The BDII log file should explain why objects are not accepted; for example, due to a badly formatted attribute. The default location of the log file is /var/log/bdii/bdii-update.log, but the location is configured by the BDII_LOG_FILE option in the /opt/bdii/etc/bdii.conf file.

The BDII log files may show entries like:

2011-05-11 04:04:58,711: [WARNING] dn: o=shadow
2011-05-11 04:04:58,711: [WARNING] ldapadd: Invalid syntax (21)
2011-05-11 04:04:58,711: [WARNING] additional info: objectclass: value #1 invalid per syntax

This problem comes when BDII is attempting to inject new information. Unfortunately, the information isn’t detailed enough for further investigation. To obtain more detailed information from BDII, switch the BDII_LOG_LEVEL option in /opt/bdii/etc/bdii.conf to DEBUG. This will provide more information in the BDII log file.

Logging at DEBUG level has another effect; BDII no longer deletes some temporary files. These temporary files are located in the directory controlled by the BDII_VAR_DIR option. This is /var/run/bdii by default.

There are several temporary files located in the /var/run/bdii directory. When BDII decides which objects to add, modify and remove, it creates LDIF instructions inside temporary files add.ldif, modify.ldif and delete.ldif respectively. Any problems in the attempt to add, modify and delete LDAP objects are logged to corresponding error files: errors with add.ldif are logged to add.err, modify.ldif to modify.err and so on.

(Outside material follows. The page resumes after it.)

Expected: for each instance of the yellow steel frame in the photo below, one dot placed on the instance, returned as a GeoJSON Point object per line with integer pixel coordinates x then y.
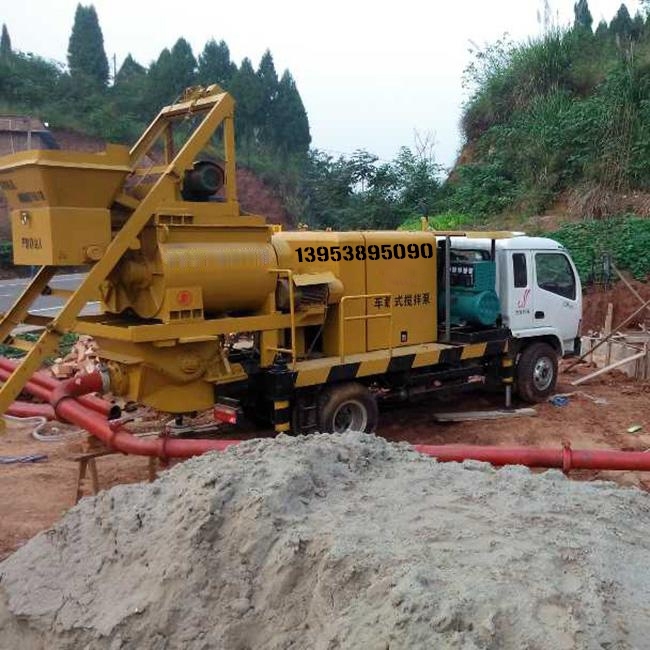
{"type": "Point", "coordinates": [344, 319]}
{"type": "Point", "coordinates": [217, 107]}
{"type": "Point", "coordinates": [292, 318]}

Once information in BDII has stablised, the only new, incoming objects for BDII come from those objects that it was unable to add previously. This means that add.ldif will contain these badly formatted objects and add.err will contain the corresponding errors.

Updating information

The information contained within the info service may take a short time to achieve a complete overview of dCache’s state. For certain gathered information it may take a few minutes before the information stabilises. This delay is intentional and prevents the gathering of information from adversely affecting dCache’s performance.

The information presented by the LDAP server is updated periodically by BDII requesting fresh information from the info-provider. The info-provider obtains this information by requesting dCache’s current status from CELL-INFO service. By default, BDII will query the info-provider every 60 seconds. This will introduce an additional delay between a change in dCache’s state and that information propagating.

Some information is hard-coded within the info-provider.xml file; that is, you will need to edit this file before the published value(s) will change. These values are ones that typically a site-admin must choose independently of dCache’s current operations.